Last week, I shared a short list of things I’ve traded through:

[T]he housing bubble, the European debt crisis, the S&P debt downgrade, the flash crash, the cotton bubble, beans in the teens, rare earths, uranium, Ebola, the yuan devaluation, zero rates, negative rates, oil at 140, oil negative, COVID-19, Bitcoin, the Tesla squeeze, Volkswagen, the cannabis bubble, security stocks in 2003, Ford debt downgrade, SARS, 9/11, the Iraq War, Trump’s election, the CHF reval, Argentina (multiple times), Puerto Rico, Venezuelan bonds, and European banks. And even though I didn’t trade through the Asian Financial Crisis and LTCM, I was watching them closely in grad school.

If you’re on the wrong side of just one of these trades, you’re done. But what if you’re on the right side?

You can retire.

Now, you might look at that list of events and say, “Whew! I missed all those. Dodged a bullet.” But instead of thinking about loss avoidance, you should think about opportunity cost. These weren’t ways to lose money, they were opportunities to make money.

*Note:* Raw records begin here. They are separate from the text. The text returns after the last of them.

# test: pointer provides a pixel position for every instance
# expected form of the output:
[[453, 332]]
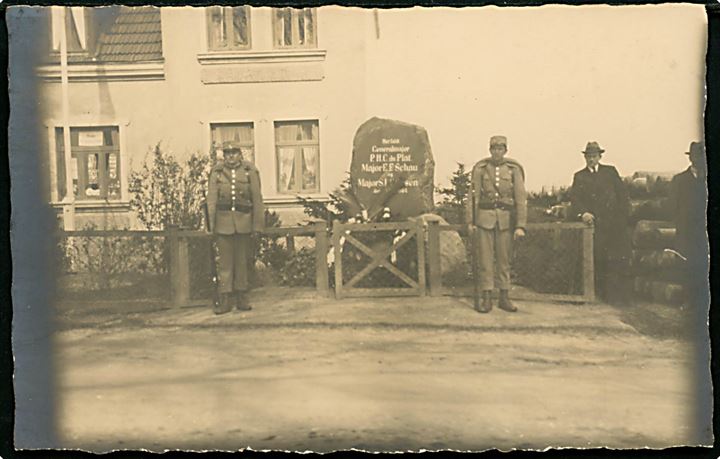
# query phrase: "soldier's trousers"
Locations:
[[234, 252], [494, 247]]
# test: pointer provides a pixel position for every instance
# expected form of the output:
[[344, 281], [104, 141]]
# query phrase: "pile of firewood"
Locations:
[[657, 268]]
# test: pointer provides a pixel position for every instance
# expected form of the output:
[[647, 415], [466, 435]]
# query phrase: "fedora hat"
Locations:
[[696, 147], [592, 147], [231, 145], [498, 140]]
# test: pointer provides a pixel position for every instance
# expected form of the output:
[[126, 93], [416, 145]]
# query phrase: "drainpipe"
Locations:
[[69, 199]]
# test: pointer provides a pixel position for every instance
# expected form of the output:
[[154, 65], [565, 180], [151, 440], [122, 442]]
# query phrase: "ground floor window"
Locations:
[[94, 164], [243, 133], [297, 145]]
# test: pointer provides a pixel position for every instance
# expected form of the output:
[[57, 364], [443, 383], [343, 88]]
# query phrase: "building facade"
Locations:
[[287, 83]]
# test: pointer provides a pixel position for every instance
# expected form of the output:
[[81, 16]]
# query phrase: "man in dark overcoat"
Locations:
[[688, 201], [235, 212], [600, 198]]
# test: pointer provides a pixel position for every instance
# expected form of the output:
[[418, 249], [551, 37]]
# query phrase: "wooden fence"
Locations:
[[432, 283], [343, 234], [436, 287], [179, 255]]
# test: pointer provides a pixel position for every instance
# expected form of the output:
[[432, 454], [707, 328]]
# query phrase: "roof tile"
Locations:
[[135, 36]]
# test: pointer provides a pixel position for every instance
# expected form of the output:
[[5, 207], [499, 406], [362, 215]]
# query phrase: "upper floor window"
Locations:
[[294, 28], [239, 132], [95, 162], [298, 156], [228, 27]]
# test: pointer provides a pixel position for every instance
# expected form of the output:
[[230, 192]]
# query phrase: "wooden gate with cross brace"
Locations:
[[344, 235]]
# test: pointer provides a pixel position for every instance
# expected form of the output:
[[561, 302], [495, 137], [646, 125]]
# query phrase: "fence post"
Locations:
[[179, 268], [420, 235], [434, 267], [588, 265], [322, 281], [290, 242], [337, 233]]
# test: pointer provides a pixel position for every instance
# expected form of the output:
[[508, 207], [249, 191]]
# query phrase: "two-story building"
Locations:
[[288, 83]]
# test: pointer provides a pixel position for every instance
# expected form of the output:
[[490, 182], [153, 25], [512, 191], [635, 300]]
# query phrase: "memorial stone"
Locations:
[[392, 166]]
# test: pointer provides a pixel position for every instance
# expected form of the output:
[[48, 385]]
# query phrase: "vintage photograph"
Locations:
[[332, 228]]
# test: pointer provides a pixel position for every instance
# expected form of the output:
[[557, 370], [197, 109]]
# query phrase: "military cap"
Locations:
[[592, 147], [498, 140], [696, 148], [231, 145]]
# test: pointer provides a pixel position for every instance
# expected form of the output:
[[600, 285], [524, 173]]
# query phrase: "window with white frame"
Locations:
[[294, 28], [297, 144], [243, 133], [94, 165], [228, 27]]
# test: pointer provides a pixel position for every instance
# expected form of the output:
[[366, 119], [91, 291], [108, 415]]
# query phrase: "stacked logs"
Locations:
[[658, 269]]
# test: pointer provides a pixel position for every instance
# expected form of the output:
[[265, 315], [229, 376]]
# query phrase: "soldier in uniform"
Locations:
[[599, 197], [498, 193], [235, 212]]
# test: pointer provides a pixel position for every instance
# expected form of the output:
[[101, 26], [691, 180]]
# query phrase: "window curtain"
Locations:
[[286, 162], [217, 26], [240, 26], [310, 166]]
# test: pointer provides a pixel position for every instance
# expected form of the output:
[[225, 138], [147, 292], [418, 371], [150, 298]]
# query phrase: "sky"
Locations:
[[550, 78]]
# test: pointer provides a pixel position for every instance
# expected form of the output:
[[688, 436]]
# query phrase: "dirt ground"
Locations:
[[300, 372]]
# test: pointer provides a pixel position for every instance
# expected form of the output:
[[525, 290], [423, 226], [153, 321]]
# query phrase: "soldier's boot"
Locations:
[[504, 302], [224, 304], [486, 305], [241, 302]]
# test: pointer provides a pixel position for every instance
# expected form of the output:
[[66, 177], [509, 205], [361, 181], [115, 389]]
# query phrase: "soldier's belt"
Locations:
[[495, 205], [237, 207]]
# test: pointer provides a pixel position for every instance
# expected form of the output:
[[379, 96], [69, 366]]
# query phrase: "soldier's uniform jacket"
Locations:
[[235, 204], [499, 192]]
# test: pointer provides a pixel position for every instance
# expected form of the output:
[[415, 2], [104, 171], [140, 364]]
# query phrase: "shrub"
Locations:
[[166, 193], [452, 207]]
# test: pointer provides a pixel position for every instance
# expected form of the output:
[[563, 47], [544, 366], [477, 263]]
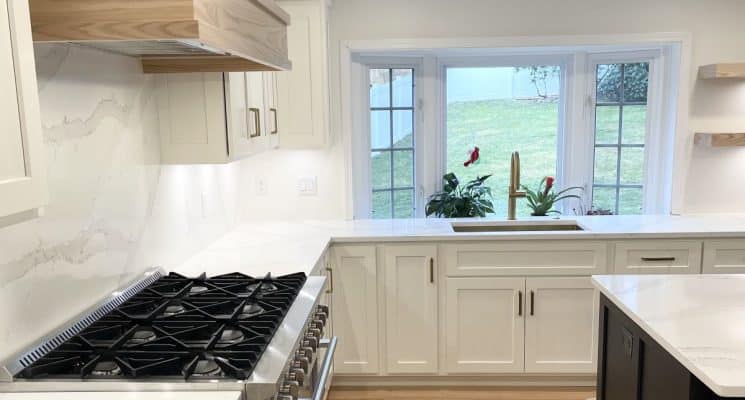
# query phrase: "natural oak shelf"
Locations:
[[719, 139], [719, 71]]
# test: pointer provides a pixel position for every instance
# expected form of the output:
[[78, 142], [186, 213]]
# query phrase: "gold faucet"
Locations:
[[514, 192]]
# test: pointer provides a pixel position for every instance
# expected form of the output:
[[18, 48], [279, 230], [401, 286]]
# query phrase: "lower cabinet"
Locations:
[[484, 325], [410, 309], [561, 325], [353, 281]]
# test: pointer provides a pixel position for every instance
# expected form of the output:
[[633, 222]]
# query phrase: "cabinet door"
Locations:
[[658, 257], [191, 110], [411, 309], [355, 307], [485, 325], [22, 169], [272, 111], [561, 325], [725, 256], [303, 91]]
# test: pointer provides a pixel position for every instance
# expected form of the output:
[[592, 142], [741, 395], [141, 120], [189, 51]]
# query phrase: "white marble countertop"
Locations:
[[122, 396], [698, 319], [287, 247]]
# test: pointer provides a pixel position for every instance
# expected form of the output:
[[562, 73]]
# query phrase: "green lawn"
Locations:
[[499, 127]]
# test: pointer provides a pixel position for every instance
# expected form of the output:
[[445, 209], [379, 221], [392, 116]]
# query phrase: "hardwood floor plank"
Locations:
[[461, 394]]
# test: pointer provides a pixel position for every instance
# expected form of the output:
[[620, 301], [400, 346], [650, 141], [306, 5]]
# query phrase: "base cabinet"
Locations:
[[560, 325], [484, 325], [355, 306], [410, 309]]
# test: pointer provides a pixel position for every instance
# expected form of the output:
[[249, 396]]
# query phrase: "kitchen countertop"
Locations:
[[698, 319], [286, 247], [123, 396]]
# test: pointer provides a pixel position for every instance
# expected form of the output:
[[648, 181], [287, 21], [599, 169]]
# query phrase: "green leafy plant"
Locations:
[[542, 200], [461, 201]]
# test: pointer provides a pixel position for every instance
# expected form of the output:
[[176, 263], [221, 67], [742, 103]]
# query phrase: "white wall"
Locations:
[[709, 177], [114, 210]]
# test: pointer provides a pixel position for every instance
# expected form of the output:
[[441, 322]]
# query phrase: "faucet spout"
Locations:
[[514, 190]]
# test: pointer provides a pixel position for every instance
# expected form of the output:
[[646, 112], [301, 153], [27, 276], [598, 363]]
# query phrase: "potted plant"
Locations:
[[473, 199], [542, 201]]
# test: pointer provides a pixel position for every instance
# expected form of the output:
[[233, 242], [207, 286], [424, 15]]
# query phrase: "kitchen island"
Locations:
[[671, 337]]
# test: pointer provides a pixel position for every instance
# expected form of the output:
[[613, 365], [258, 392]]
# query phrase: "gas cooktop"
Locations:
[[195, 328]]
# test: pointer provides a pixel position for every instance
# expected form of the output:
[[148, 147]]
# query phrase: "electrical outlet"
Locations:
[[307, 186], [260, 184]]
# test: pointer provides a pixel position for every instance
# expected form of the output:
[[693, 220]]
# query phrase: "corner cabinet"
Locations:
[[22, 167], [303, 91], [208, 118]]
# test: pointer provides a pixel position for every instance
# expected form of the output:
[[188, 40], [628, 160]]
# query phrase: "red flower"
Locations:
[[549, 184], [473, 156]]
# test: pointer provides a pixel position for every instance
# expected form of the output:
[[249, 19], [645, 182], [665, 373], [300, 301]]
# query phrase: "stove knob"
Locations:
[[291, 389], [296, 375]]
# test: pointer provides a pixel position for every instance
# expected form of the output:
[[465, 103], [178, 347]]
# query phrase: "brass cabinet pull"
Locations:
[[257, 122], [276, 126], [532, 303], [331, 280], [519, 303]]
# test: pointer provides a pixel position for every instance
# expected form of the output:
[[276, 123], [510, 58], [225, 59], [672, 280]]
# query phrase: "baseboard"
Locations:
[[470, 381]]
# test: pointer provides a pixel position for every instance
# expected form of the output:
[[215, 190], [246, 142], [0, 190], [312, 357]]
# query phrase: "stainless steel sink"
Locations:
[[516, 226]]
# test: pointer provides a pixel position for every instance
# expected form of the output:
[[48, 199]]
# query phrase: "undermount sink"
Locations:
[[515, 226]]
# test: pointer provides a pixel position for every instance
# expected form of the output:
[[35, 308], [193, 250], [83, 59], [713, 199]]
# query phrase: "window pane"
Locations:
[[634, 124], [403, 81], [632, 165], [635, 78], [608, 83], [381, 169], [604, 198], [500, 110], [606, 163], [403, 201], [380, 129], [380, 88], [403, 128], [606, 124], [403, 168], [630, 201], [381, 205]]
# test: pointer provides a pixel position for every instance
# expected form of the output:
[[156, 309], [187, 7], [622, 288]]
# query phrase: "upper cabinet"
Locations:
[[303, 91], [172, 35], [22, 169], [209, 118]]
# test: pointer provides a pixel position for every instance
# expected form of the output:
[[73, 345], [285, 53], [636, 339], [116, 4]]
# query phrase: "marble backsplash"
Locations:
[[114, 210]]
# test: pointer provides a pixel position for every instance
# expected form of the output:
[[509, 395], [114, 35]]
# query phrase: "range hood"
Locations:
[[172, 35]]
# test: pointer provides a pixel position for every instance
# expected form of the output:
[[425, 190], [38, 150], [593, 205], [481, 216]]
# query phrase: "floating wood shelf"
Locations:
[[719, 71], [719, 139]]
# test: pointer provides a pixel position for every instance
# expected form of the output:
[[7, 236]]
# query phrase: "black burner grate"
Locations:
[[196, 328]]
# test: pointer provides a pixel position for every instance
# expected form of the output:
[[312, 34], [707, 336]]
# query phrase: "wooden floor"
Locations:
[[460, 394]]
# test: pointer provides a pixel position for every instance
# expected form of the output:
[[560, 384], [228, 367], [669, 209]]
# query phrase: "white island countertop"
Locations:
[[698, 319], [122, 396], [257, 248]]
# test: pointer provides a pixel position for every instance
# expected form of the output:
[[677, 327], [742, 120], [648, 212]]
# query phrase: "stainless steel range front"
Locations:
[[262, 336]]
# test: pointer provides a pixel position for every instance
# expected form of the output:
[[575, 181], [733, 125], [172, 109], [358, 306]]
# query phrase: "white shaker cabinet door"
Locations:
[[561, 325], [485, 325], [355, 309], [22, 168], [411, 309]]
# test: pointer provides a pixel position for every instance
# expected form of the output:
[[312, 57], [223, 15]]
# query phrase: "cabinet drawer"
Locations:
[[658, 257], [724, 256], [575, 257]]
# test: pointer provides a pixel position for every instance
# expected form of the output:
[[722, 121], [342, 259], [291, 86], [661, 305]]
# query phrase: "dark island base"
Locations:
[[632, 366]]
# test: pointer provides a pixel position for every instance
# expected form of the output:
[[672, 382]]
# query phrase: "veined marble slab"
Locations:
[[698, 319]]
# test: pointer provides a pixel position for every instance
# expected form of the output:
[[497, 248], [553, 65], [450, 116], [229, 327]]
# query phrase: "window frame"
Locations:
[[653, 201]]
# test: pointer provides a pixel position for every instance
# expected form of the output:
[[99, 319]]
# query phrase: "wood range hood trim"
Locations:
[[172, 35]]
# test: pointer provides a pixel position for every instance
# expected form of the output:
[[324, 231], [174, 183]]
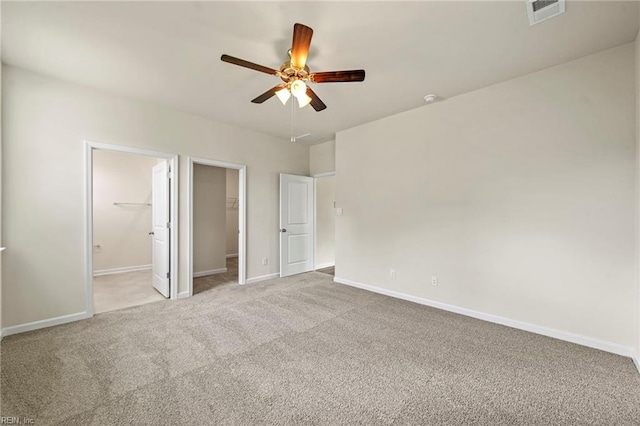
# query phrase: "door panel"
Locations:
[[296, 224], [160, 220]]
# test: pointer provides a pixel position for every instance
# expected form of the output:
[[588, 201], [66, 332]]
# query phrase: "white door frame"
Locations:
[[242, 219], [315, 211], [89, 146]]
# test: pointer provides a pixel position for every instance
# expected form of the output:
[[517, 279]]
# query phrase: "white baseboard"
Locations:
[[636, 361], [36, 325], [263, 278], [121, 270], [209, 272], [550, 332]]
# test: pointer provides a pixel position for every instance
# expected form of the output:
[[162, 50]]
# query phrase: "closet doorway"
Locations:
[[217, 224], [130, 236]]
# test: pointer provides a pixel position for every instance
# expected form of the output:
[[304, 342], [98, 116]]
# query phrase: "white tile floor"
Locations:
[[117, 291]]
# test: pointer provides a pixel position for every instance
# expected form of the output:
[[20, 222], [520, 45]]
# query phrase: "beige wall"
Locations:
[[209, 219], [637, 52], [1, 241], [45, 123], [322, 158], [232, 212], [519, 197], [121, 231], [325, 221]]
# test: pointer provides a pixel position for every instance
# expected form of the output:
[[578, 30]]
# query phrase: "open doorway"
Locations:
[[217, 224], [325, 223], [130, 238]]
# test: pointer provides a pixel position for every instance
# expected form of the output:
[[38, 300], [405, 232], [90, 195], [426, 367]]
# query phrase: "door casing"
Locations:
[[242, 217]]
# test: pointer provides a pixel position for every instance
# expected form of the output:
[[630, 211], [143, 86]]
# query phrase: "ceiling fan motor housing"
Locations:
[[288, 73]]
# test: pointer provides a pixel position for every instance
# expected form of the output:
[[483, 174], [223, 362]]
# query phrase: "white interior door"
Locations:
[[296, 224], [161, 224]]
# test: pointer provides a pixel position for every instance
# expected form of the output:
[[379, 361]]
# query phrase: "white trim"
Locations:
[[325, 174], [550, 332], [242, 214], [173, 159], [122, 270], [636, 361], [263, 278], [209, 272], [36, 325]]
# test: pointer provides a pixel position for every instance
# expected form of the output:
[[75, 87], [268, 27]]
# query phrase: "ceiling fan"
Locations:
[[296, 75]]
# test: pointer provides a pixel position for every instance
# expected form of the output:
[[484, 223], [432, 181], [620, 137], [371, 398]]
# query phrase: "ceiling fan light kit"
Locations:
[[296, 75]]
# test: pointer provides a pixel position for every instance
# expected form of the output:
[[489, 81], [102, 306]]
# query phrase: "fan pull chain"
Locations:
[[293, 115]]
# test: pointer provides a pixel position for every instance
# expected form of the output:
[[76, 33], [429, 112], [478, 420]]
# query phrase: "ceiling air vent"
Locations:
[[541, 10]]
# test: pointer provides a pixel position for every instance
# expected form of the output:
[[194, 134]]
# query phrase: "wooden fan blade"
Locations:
[[247, 64], [316, 103], [300, 45], [337, 76], [267, 95]]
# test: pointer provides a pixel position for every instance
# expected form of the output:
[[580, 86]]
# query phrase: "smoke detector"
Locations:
[[541, 10], [430, 98]]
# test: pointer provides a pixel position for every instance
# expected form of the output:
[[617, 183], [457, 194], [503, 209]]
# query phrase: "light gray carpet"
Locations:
[[118, 291], [331, 270], [303, 350], [217, 280]]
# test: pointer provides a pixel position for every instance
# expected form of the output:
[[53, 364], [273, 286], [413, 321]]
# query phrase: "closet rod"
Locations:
[[132, 204]]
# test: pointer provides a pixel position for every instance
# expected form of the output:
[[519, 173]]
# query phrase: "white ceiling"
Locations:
[[169, 53]]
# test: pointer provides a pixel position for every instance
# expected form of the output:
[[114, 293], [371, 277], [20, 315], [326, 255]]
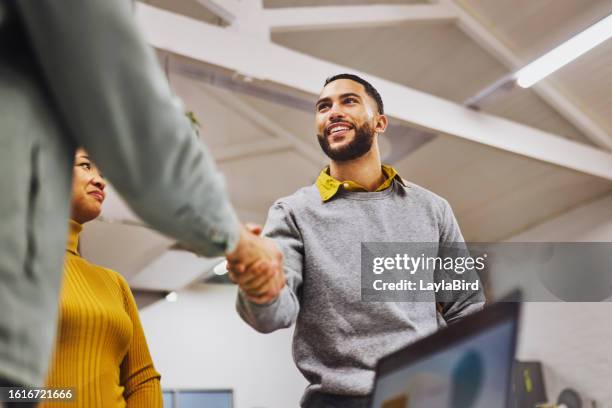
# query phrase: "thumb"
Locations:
[[253, 228]]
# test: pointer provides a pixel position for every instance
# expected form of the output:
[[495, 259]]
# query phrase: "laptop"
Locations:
[[465, 365]]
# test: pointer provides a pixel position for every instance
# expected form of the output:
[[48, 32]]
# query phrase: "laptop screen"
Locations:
[[467, 365]]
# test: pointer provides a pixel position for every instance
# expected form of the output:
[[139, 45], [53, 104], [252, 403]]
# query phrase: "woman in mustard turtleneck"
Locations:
[[100, 348]]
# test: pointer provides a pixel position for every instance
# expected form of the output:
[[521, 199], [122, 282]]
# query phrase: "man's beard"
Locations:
[[360, 145]]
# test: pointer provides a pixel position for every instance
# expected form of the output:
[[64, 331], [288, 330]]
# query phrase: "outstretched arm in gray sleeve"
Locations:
[[451, 239], [281, 312], [115, 102]]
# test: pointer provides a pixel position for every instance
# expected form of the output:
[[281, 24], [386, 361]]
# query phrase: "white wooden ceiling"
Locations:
[[267, 150]]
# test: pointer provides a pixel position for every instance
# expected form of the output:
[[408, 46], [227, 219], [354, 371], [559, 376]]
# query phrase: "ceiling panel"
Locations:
[[255, 183], [307, 3], [189, 8], [438, 59], [496, 194], [220, 126], [587, 82], [540, 25]]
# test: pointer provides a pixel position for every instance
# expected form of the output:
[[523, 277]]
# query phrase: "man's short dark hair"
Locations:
[[370, 90]]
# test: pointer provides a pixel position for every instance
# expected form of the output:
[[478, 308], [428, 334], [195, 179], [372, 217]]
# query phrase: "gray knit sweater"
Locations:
[[338, 338]]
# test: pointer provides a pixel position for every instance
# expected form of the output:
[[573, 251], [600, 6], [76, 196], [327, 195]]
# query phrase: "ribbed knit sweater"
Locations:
[[100, 349], [338, 338]]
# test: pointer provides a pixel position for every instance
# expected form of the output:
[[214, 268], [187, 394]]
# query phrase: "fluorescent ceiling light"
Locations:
[[172, 297], [564, 53]]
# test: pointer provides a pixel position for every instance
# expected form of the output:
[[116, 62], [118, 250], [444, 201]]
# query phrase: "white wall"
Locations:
[[572, 340], [201, 342], [589, 223]]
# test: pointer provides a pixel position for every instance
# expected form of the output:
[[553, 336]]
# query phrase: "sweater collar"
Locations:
[[73, 237], [329, 186]]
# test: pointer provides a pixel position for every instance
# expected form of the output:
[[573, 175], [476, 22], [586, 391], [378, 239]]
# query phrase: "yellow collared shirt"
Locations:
[[329, 186]]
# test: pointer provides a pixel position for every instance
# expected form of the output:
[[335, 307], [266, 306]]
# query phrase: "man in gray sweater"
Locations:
[[339, 338]]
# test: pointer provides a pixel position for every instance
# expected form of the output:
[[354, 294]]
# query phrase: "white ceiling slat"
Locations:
[[266, 61], [228, 10], [274, 128], [243, 150], [330, 17], [481, 35]]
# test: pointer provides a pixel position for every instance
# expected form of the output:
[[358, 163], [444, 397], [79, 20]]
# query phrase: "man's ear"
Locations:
[[381, 124]]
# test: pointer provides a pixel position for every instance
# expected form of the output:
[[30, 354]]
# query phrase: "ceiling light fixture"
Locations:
[[172, 297], [565, 53]]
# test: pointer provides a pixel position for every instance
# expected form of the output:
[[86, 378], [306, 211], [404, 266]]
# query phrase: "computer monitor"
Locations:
[[465, 365]]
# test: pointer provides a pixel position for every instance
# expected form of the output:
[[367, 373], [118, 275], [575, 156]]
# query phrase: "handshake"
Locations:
[[256, 265]]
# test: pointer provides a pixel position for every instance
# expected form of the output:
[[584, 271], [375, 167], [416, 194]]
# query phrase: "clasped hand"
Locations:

When I look at that list, I don’t feel happy, I feel sad. Can you imagine being on the right side of the CHF reval? A hero trade.

Sea Change

EURUSD has moved 12 cents, give or take, in the last couple of months. This is a multi-standard deviation move, and an opportunity that doesn’t come along in the FX space much these days—especially these days.

There is a well-known USD bull who has been fighting it the whole way. I doubt he’s been fighting it with actual capital—given the leverage available in the FX market, that’s a career-ender, right there.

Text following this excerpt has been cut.